Menurut Fatkhurohman, pernyataan terbuka Sudewo terkait pengalokasian anggaran tersebut menjadi dasar kuat bahwa program infrastruktur jalan telah direncanakan dan disetujui secara resmi dalam pembahasan APBD 2026. Karena itu, ia menilai tidak ada alasan bagi pemerintah daerah untuk menunda maupun mengalihkan anggaran ke sektor lain.
“Setelah adanya pernyataan langsung dari Bupati nonaktif Sudewo terkait anggaran pembangunan infrastruktur sebesar Rp210 miliar tahun 2026 yang sudah disetujui DPRD, maka Plt Bupati tidak ada alasan untuk menunda, apalagi mengalihkan anggaran tersebut ke sektor lain, termasuk penambahan dana pokir,” tegas Fatkhurohman, Rabu (14/5/2026).
LBH Djoeang Pati menilai program pembangunan jalan tersebut merupakan kebutuhan mendesak masyarakat yang selama ini mengeluhkan kondisi infrastruktur di berbagai wilayah Kabupaten Pati. Karena itu, pihaknya meminta pemerintah daerah tetap konsisten menjalankan program yang telah dirancang sebelumnya.
“Kami mendorong Plt Bupati segera mengeksekusi program yang sudah direncanakan oleh Bupati nonaktif Sudewo saat itu. Kalau sampai tidak terlaksana, maka kami bersama masyarakat Pati akan menyeret Plt Bupati ke meja hijau,” lanjutnya.
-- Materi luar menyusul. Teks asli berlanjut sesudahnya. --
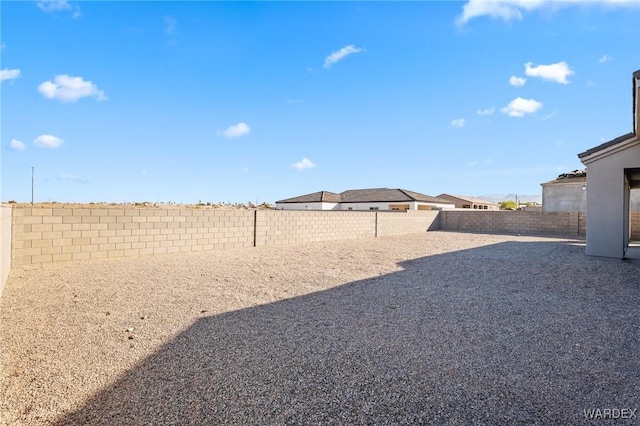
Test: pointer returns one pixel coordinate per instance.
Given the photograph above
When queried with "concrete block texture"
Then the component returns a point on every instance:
(96, 232)
(6, 242)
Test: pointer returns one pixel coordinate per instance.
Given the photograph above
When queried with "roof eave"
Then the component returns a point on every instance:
(618, 144)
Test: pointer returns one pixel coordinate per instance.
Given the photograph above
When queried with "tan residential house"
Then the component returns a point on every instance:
(462, 202)
(365, 199)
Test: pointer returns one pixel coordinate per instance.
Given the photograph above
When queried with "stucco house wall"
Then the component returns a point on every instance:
(609, 188)
(608, 230)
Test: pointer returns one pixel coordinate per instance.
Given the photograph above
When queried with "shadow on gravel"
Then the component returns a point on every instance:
(512, 333)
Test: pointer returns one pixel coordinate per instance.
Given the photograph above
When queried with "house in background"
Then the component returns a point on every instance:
(566, 193)
(469, 202)
(365, 199)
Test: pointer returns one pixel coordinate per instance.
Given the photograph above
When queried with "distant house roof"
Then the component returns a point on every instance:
(315, 197)
(576, 176)
(472, 200)
(365, 196)
(385, 195)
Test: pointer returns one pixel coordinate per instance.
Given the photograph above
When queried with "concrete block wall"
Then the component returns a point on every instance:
(569, 224)
(42, 234)
(411, 221)
(5, 244)
(281, 227)
(634, 220)
(55, 234)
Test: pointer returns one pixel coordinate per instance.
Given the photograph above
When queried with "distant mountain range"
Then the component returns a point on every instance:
(523, 198)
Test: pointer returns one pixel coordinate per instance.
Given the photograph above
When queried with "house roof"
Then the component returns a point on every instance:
(365, 196)
(472, 200)
(605, 145)
(623, 138)
(576, 176)
(385, 195)
(315, 197)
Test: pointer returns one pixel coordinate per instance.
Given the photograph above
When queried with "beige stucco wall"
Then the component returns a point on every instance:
(608, 230)
(5, 244)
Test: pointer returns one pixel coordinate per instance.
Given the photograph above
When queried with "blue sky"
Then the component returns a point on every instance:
(260, 101)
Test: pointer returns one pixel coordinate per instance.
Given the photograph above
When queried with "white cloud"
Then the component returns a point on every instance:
(71, 178)
(57, 6)
(458, 122)
(517, 81)
(605, 58)
(7, 74)
(170, 25)
(305, 163)
(554, 72)
(54, 5)
(341, 54)
(47, 141)
(508, 10)
(475, 163)
(17, 145)
(236, 130)
(519, 107)
(69, 89)
(488, 111)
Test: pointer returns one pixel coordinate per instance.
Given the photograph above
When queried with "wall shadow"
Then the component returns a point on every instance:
(512, 333)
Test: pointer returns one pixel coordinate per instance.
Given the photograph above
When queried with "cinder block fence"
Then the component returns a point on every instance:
(42, 234)
(31, 235)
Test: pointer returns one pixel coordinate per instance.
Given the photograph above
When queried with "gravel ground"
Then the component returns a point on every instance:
(434, 328)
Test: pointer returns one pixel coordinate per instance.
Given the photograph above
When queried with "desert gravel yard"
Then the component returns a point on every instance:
(433, 328)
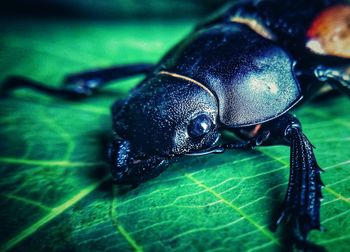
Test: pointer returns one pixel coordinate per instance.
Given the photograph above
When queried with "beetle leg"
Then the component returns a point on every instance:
(238, 145)
(88, 81)
(131, 168)
(78, 85)
(301, 207)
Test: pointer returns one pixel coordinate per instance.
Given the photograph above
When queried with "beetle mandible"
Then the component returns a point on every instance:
(241, 70)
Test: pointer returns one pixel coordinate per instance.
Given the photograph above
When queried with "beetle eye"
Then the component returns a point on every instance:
(199, 126)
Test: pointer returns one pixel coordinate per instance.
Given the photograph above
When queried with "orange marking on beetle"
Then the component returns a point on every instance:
(329, 33)
(188, 79)
(254, 25)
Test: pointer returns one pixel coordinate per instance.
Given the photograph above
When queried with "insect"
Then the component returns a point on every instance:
(241, 70)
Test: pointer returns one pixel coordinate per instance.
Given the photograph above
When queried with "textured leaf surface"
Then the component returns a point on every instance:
(56, 192)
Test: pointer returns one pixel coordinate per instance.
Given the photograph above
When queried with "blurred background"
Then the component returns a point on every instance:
(108, 9)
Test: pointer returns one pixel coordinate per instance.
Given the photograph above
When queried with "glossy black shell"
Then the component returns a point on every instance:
(251, 77)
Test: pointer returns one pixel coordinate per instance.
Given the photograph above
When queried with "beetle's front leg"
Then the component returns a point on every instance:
(78, 85)
(132, 168)
(301, 207)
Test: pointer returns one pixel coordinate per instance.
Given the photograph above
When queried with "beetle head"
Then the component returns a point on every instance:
(162, 118)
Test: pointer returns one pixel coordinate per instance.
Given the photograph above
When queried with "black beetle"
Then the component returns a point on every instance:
(241, 70)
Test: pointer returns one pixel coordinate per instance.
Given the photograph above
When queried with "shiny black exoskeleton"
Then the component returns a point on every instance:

Sebelumnya, mantan Bupati Pati Sudewo melalui sebuah video yang beredar di media sosial menyampaikan bahwa anggaran infrastruktur jalan tahun 2026 sebesar Rp210 miliar telah ditandatangani bersama DPRD Kabupaten Pati. Anggaran tersebut direncanakan difokuskan untuk pembangunan dan perbaikan jalan menggunakan konstruksi cor beton dan aspal hotmix.
“Anggaran tahun 2026 sudah kami tandatangani bersama DPRD Kabupaten Pati sebesar Rp210 miliar khusus untuk infrastruktur jalan. Nantinya dipergunakan untuk cor beton dan aspal hotmix,” ujar Sudewo dalam video yang beredar, Rabu (13/5/2026).
Program pembangunan jalan itu disebut menjadi salah satu prioritas utama karena berkaitan langsung dengan aktivitas ekonomi masyarakat, distribusi hasil pertanian, hingga mobilitas warga antarwilayah. Penggunaan konstruksi cor beton dan hotmix juga dinilai lebih kuat serta memiliki daya tahan lebih lama dibanding perbaikan tambal sulam yang selama ini kerap dikeluhkan masyarakat.
Besarnya anggaran yang disiapkan turut menjadi perhatian publik. Warga berharap program tersebut benar-benar direalisasikan secara merata dan tepat sasaran, terutama di wilayah yang selama ini mengalami kerusakan jalan cukup parah.
Hingga kini, persoalan infrastruktur masih menjadi isu utama di Kabupaten Pati. Sejumlah ruas jalan di beberapa kecamatan dilaporkan mengalami kerusakan yang mengganggu aktivitas masyarakat dan membahayakan pengguna jalan, terutama saat musim hujan.
Desakan LBH Djoeang Pati pun menambah tekanan terhadap pemerintah daerah agar tetap menjalankan komitmen pembangunan yang telah dirancang sebelumnya, sekaligus memastikan anggaran infrastruktur tidak bergeser dari tujuan awal yang telah disepakati.